Has Truth Always Existed?

Has Truth Always Existed?

 

 

         What is true are propositions and propositions abide in the mind. But this does not mean that objective truths require a mind as they are independent of it. Propositions in the mind correspond to objective facts. Objective facts are the truth-makers while propositions are the truth-bearers that represent objective facts. God grounds the propositions as He is the necessary being and all facts are contingent upon Him. If there was no God then there would be nothing to ground truth. If this was the case then truth would begin when the first mind comes into being. Then how does one explain necessary truths like the law of noncontradiction or excluded middle? If there was an eternal mind to ground these truths then these laws would always be true. In other words, if the truth-bearers are propositions and propositions are grounded by minds and if minds have not always existed then truth is not always eternal and therefore not necessary.

 

P1: All truth-bearers are propositions.

P2: All propositions are grounded by minds.

P3: Minds have not always existed in all possible worlds.

 

C1: Therefore, Truth is not always eternal.

 

P4: Something is necessary if it always existed and cannot be another way in all possible worlds.

P5: Truth is not always eternal.

 

C2: Therefore, Truth is not necessary.

 

P6: God is an eternal mind.

P7: God grounds all propositions eternally.

 

C3: Therefore, Truth is necessary

 

One can have facts of the matter or state of affairs prior to minds but not truth as minds are the truth-bearers.
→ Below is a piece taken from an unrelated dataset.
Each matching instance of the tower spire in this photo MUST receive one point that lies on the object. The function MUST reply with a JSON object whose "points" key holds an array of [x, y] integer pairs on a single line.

The way to avoid this is to say that propositions are not grounded in minds such that they are a priori or to equivocate objective facts and truths or to have an eternal mind.

         Kant posited that the human mind possesses innate, a priori categories that serve as the framework through which we interpret and understand the world. These categories, including causality and the law of noncontradiction, are essential for making sense of the phenomenal world. These a priori categories, which are necessary for coherent thought and understanding, are dependent on the existence of minds. Without minds, these categories and the truths derived from them would not exist. If we conceive of God as the eternal, transcendent mind, then it could be posited that God serves as the ultimate source or ground for these a priori categories. In this view, God’s necessary nature would provide the necessary conditions for the existence of these truths, serving as the eternal noumenal foundation that makes the coherent structure of the phenomenal world and the a priori categories possible. Therefore, God, as the eternal noumenal mind, becomes the ultimate guarantor of the truths embedded in the a priori categories of the human mind described by Kant.